Cannot reproduce... I ran with python train_sampling_multi_gpu.py --gpu 0,1 --dataset ogbn-papers100M --data-device uva and it works well. Can you change the following two lines

        train_nfeat = dgl.contrib.UnifiedTensor(train_nfeat, device=device)
        train_labels = dgl.contrib.UnifiedTensor(train_labels, device=device)

to

        cudart = th.cuda.cudart()
        cudart.cudaHostRegister(train_nfeat.data_ptr(),
            train_nfeat.numel() * train_nfeat.element_size(), 0)
        cudart.cudaHostRegister(train_labels.data_ptr(),
            train_labels.numel() * train_labels.element_size(), 0)

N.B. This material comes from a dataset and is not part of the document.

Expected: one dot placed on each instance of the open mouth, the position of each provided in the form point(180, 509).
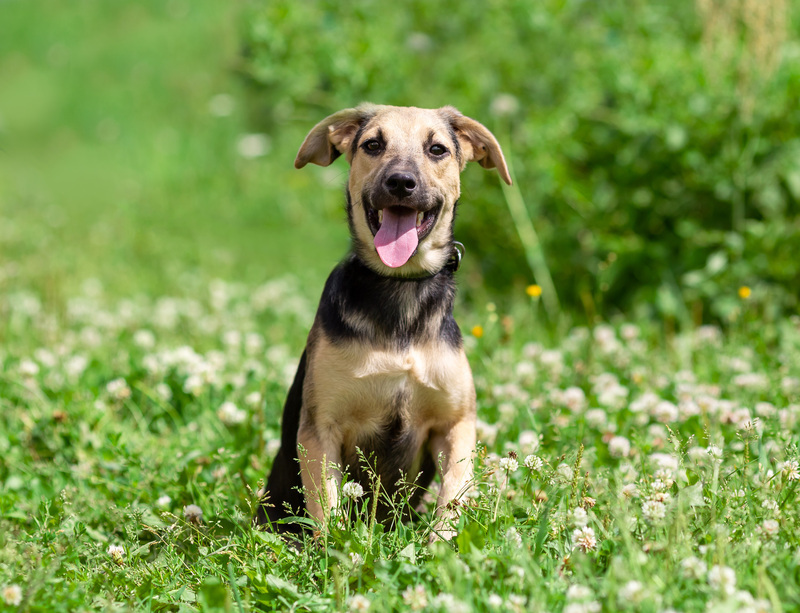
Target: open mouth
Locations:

Though it will be a bit slower, but can help us figure out whether the error is caused by DGL or the OS.

zqj2333 commented 2 years ago

Cannot reproduce... I ran with python train_sampling_multi_gpu.py --gpu 0,1 --dataset ogbn-papers100M --data-device uva and it works well. Can you change the following two lines

        train_nfeat = dgl.contrib.UnifiedTensor(train_nfeat, device=device)
        train_labels = dgl.contrib.UnifiedTensor(train_labels, device=device)

to

        cudart = th.cuda.cudart()
        cudart.cudaHostRegister(train_nfeat.data_ptr(),
            train_nfeat.numel() * train_nfeat.element_size(), 0)
        cudart.cudaHostRegister(train_labels.data_ptr(),
            train_labels.numel() * train_labels.element_size(), 0)

Though it will be a bit slower, but can help us figure out whether the error is caused by DGL or the OS.

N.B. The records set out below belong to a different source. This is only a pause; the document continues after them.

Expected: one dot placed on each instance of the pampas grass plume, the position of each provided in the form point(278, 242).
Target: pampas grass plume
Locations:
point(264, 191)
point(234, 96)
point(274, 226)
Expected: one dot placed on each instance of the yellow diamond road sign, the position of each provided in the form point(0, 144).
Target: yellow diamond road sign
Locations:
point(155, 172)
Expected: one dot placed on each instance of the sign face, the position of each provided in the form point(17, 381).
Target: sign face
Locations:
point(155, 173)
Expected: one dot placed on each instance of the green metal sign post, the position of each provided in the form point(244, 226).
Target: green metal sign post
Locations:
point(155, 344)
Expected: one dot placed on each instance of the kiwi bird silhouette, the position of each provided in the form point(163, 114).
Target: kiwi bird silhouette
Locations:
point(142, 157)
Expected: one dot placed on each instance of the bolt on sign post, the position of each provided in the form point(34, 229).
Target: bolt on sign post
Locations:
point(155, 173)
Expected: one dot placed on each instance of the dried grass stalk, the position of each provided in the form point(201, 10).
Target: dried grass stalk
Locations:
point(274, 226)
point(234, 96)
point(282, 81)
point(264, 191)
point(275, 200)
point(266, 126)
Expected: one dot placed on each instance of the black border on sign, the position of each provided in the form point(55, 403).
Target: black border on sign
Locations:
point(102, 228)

Hello, after I replace the code, there is no error. So it seems that there is something wrong in DGL. By the way, when I execute on v100, there is no error, which made me very confused.

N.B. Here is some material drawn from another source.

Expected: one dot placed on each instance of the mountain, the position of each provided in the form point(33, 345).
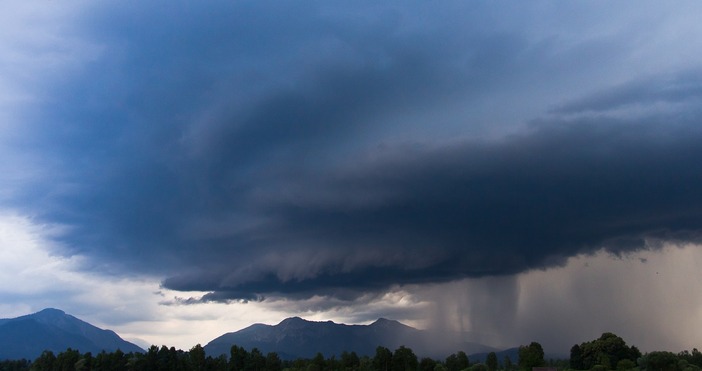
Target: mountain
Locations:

yaox12 commented 2 years ago

Do you have ideas on this issue? @nv-dlasalle @davidmin7

zqj2333 commented 2 years ago

Cannot reproduce... I ran with python train_sampling_multi_gpu.py --gpu 0,1 --dataset ogbn-papers100M --data-device uva and it works well. Can you change the following two lines

        train_nfeat = dgl.contrib.UnifiedTensor(train_nfeat, device=device)
        train_labels = dgl.contrib.UnifiedTensor(train_labels, device=device)

to

        cudart = th.cuda.cudart()
        cudart.cudaHostRegister(train_nfeat.data_ptr(),
            train_nfeat.numel() * train_nfeat.element_size(), 0)
        cudart.cudaHostRegister(train_labels.data_ptr(),
            train_labels.numel() * train_labels.element_size(), 0)

Though it will be a bit slower, but can help us figure out whether the error is caused by DGL or the OS.

Hello~Could you give me a docker that is able to run python train_sampling_multi_gpu.py --gpu 0,1 --dataset ogbn-papers100M --data-device uva on a100?